Authors: Dana Stabenow
Tags: #Mystery And Suspense Fiction, #General, #Mystery fiction, #Suspense, #Fiction, #Political, #Thriller, #Detective, #Mystery, #Mystery & Detective, #Fiction - Mystery, #Crime & Thriller, #Adventure, #Mystery & Detective - Women Sleuths, #Women Sleuths, #Alaska, #Shugak; Kate (Fictitious character), #Women private investigators - Alaska, #19th century fiction, #Suspense & Thriller, #Indians of North America - Alaska
She looked around at the circle of faces and couldn't bear to stay there another minute. She turned.
"Uh, Kate," Dan said, shifting from foot to foot. Like any other Park rat, he knew the long and bloody history of Louis Deem, but while Kate's priorities were all about the people, his were all about the land.
"What?" she said, biting off the word.
He jerked his head at Father Smith. "Aren't you going to serve him with the, you know, the thing?"
She stared at him, and then remembered. "Oh. Right." She pulled a document from her pocket and slapped it against Father Smith's chest. His hand came up automatically to catch it before it fell. "You are hereby notified by the state of Alaska that your title to this property is in question. You are ordered to vacate it until such time as clear title is established in a court of law. Have a nice day."
He'll kill her," Kate told Jim.
"Probably," Jim said.
His calm reply infuriated her. "He'll marry her, he'll steal everything of the Smiths' that isn't nailed down, and then she won't get the crease right when she irons his jeans, and he'll kill her for it."
"You really think Louis Deem irons his jeans?"
"This isn't funny, Jim!" Kate took a hasty turn around his office. Mutt, wisely, was keeping to her neutral corner. Mutt tended to stick with what worked.
"No." Jim shook his head. "It isn't funny, but I can't do anything, Kate, and you know it."
"Yeah, you have to let him kill her before you can do anything."
Jim opened his mouth to defend himself. Fortunately, Kate was on a tear, so it wasn't necessary.

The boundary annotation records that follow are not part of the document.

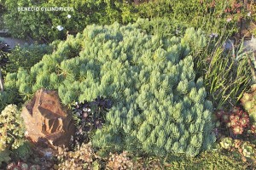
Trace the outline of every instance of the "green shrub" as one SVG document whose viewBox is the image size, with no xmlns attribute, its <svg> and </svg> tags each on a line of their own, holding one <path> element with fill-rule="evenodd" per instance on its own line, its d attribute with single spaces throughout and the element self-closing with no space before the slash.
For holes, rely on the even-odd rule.
<svg viewBox="0 0 256 170">
<path fill-rule="evenodd" d="M 227 42 L 227 38 L 219 35 L 219 37 L 210 38 L 207 48 L 192 52 L 197 56 L 195 71 L 199 76 L 204 77 L 208 99 L 217 109 L 231 109 L 252 82 L 247 60 L 250 54 L 236 47 L 225 49 L 224 44 Z"/>
<path fill-rule="evenodd" d="M 5 25 L 13 36 L 30 36 L 44 41 L 64 39 L 67 31 L 79 32 L 91 24 L 109 25 L 114 21 L 122 24 L 134 23 L 138 18 L 166 18 L 170 23 L 185 23 L 208 32 L 234 33 L 237 31 L 237 21 L 247 15 L 242 7 L 234 8 L 236 2 L 233 0 L 218 1 L 217 3 L 213 3 L 212 0 L 201 3 L 198 0 L 158 0 L 138 5 L 125 0 L 44 0 L 39 3 L 30 0 L 5 0 L 3 3 L 7 9 L 3 17 Z M 69 7 L 73 10 L 31 12 L 18 11 L 18 7 Z M 230 12 L 227 11 L 229 8 Z M 58 31 L 58 26 L 64 29 Z M 166 28 L 170 29 L 172 27 Z"/>
<path fill-rule="evenodd" d="M 32 66 L 40 61 L 46 54 L 52 53 L 53 47 L 45 44 L 25 44 L 15 46 L 9 54 L 9 64 L 3 68 L 3 72 L 17 72 L 19 69 L 29 71 Z"/>
<path fill-rule="evenodd" d="M 26 142 L 23 122 L 20 116 L 17 106 L 14 105 L 7 105 L 0 114 L 0 166 L 2 162 L 10 161 L 11 153 L 17 154 L 19 158 L 27 156 L 24 151 L 21 152 Z"/>
<path fill-rule="evenodd" d="M 27 98 L 41 88 L 58 89 L 67 105 L 97 96 L 112 99 L 95 146 L 195 156 L 211 147 L 215 135 L 212 103 L 205 99 L 203 80 L 195 79 L 189 53 L 183 38 L 147 35 L 136 24 L 94 25 L 61 42 L 30 71 L 7 75 L 6 86 L 16 86 Z"/>
</svg>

"Let's take a walk down memory lane, shall we?" Kate ticked off on her fingers. "When Louis Deem is twenty-one, he gets hauled into court for the statutory rape of sixteen-year-old Jessie McComas."
"Who," Jim said, attempting to exercise a preemptive strike, "insists that it was not rape, that she and Louis are madly in love and are going to live happily ever after. She's half right. They do marry. They don't live happily ever after."
"Louis does," Kate said. "Jessie, on the other hand, dies six months later in a fall through the ice when she's fetching water from the creek out back of Louis's cabin. The inquest rules it death by misadventure, although they never could come up with an explanation for the lump on the back of her head. Particularly when she was found facedown in the creek."
"Who was the coroner on that case?"
"Magistrate Matthew Nelson."
"Oh yeah. I remember now. Meltdown Matt. He retired soon after."
"I'm pretty sure the state insisted on it," Kate said. "And then we have little Ruthie Moonin, Louis's second wife. She lasted longer than Jessie, almost a year, until Louis's truck fell on her when she was changing his tire. He never did explain why she was changing the tire and he wasn't, but the trooper—"
"Harry Milner."
"Trooper Milner couldn't find just cause and had to let it go. That's where our Louis got his homestead. It belonged to Ruthie's parents, and she was an only child."
"He kill them, too?"
"No," she said, reluctant to admit to even a negative virtue to Louis Deem. "Not that he wouldn't have, but they were dead by then. Ruthie was an orphan, and sole heir. Why do you think he married her?"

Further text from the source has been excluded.